Después de un paseo nocturno de vuelta al hotel tocó descansar. Por cierto, en el hotel nos dieron una 9ª planta que de noche al llegar nos dio vértigo pero que por la mañana nos ofrecía unas vistas más que buenas de la zona centro de Gijón.
La mañana del segundo día aprovechamos para callejear, previo desayuno. Elegimos el formato Continental, con café (posibilidad de repetir), zumo, sandwich o tostadas y pieza de bollería. La verdad es que con eso fue más que suficiente y contábamos con poder "picar" algo antes del almuerzo. Además, pese a que anunciaban que costaba 5.50 nos lo dejaron en 5.00… Mejor.
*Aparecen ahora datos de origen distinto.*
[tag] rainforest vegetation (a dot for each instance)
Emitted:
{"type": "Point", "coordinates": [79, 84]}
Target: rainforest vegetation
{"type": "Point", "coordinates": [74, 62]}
Empezamos por la zona antigua, pasando por la Plaza Mayor, el Museo de Jovellanos (entrada gratuita) y subimos a Cimadevilla para ver las vistas de Gijón. Bajamos por el Club de Regatas para ir a la Playa de San Lorenzo. Antes paramos en la Iglesia de San Lorenzo y entramos en las Termas Romanas, visita que por lo menos a nosotros nos pareció interesante (2.50 euros). Almorzamos en un restaurante de menú de la Calle Instituto (de cuyo nombre no puedo acordarme). La pareja que venía con nosotros ya había estado hacía unos años y estaba bastante bien en relación calidad – precio. Por la tarde fuimos hacia la zona de compras (Corrida y Paseo de Begona), a los Jardines de Begoña y la del Náutico. La verdad es que es una ciudad para pasear tranquilamente, el ambiente es muy agradable y cada vez que preguntamos por algo el trato fue exquisito. Ya a la noche fuimos buscando algo de cenar por la zona de la Plaza de Italia y paramos en una pizzería en la calle Cervantes (La Toscana). Todo perfecto. Para ser un miércoles nos sorprendió la cantidad de gente que “callejeaba” por la noche, con las terrazas llenas y tomando sus cañitas y sus sidras.